By Stephen DravisiBerkshires Staff
WILLIAMSTOWN, Mass. — A seemingly mundane decision about deciding on a board officer devolved into a critique of one member's service at Monday's Select Board meeting.
 
The recent departure of Andrew Hogeland left vacant the position of vice chair on the five-person board.

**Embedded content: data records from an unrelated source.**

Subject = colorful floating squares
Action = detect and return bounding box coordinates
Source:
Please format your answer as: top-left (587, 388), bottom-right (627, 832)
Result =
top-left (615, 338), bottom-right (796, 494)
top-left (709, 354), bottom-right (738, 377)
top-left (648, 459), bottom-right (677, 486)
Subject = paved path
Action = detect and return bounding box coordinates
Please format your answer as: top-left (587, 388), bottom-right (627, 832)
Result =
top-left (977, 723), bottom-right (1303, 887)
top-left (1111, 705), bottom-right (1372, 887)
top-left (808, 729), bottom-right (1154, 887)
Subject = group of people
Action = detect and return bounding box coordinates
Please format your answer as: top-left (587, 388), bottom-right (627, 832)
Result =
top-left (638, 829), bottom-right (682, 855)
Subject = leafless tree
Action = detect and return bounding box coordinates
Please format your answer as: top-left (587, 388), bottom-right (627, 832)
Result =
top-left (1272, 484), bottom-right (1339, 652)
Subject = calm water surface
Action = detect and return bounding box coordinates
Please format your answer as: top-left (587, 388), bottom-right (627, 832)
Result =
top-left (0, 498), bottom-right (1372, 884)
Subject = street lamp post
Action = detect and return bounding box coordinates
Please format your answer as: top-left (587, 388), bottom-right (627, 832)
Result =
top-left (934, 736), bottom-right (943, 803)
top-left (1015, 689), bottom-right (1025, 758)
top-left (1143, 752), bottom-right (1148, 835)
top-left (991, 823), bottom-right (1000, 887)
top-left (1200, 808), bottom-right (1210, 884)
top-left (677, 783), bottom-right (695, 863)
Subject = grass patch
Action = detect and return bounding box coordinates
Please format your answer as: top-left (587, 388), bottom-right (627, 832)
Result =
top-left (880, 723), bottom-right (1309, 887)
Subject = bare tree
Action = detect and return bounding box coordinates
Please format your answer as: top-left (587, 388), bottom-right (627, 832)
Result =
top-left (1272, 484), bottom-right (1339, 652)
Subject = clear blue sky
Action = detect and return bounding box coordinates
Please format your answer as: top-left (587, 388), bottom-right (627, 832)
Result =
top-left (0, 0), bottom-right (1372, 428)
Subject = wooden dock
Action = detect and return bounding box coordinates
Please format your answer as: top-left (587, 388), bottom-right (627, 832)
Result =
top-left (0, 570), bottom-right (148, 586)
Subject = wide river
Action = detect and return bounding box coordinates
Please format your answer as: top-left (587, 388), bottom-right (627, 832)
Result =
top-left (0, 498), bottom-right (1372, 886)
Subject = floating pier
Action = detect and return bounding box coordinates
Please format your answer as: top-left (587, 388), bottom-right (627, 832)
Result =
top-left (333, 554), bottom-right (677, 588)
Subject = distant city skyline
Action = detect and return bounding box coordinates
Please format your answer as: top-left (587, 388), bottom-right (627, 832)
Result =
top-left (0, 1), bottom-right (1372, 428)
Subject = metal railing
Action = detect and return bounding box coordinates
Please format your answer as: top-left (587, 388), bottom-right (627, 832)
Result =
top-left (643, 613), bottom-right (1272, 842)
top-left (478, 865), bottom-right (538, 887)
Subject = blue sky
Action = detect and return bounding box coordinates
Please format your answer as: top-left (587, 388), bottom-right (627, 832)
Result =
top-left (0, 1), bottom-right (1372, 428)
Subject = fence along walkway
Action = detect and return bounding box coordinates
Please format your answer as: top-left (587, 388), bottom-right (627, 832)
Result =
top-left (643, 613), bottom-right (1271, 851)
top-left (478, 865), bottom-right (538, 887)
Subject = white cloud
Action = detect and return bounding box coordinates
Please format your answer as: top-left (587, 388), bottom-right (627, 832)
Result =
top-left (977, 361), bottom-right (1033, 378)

On Monday, the board spent a second meeting discussing whether and how to fill that seat for the remainder of its 2024-25 term.
 
Ultimately, the board voted, 3-1-1, to install Stephanie Boyd in that position, a decision that came after a lengthy conversation and a 2-2-1 vote against assigning the role to a different member of the panel.
 
Chair Jane Patton nominated Jeffrey Johnson for vice chair after explaining her reasons not to support Boyd, who had expressed interest in serving.
 
Patton said members in leadership roles need to demonstrate they are "part of the team" and gave reasons why Boyd does not fit that bill.
 
Patton pointed to Boyd's statement at a June 5 meeting that she did not want to serve on the Diversity, Inclusion and Racial Equity Committee, instead choosing to focus on work in which she already is heavily engaged on the Carbon Dioxide Lowering (COOL) Committee.
 
"We've talked, Jeff [Johnson] and I, about how critical we think it is for a Select Board member to participate in other town committees," Patton said on Monday. "I know you participate with the COOL Committee, but, especially DIRE, you weren't interested in that."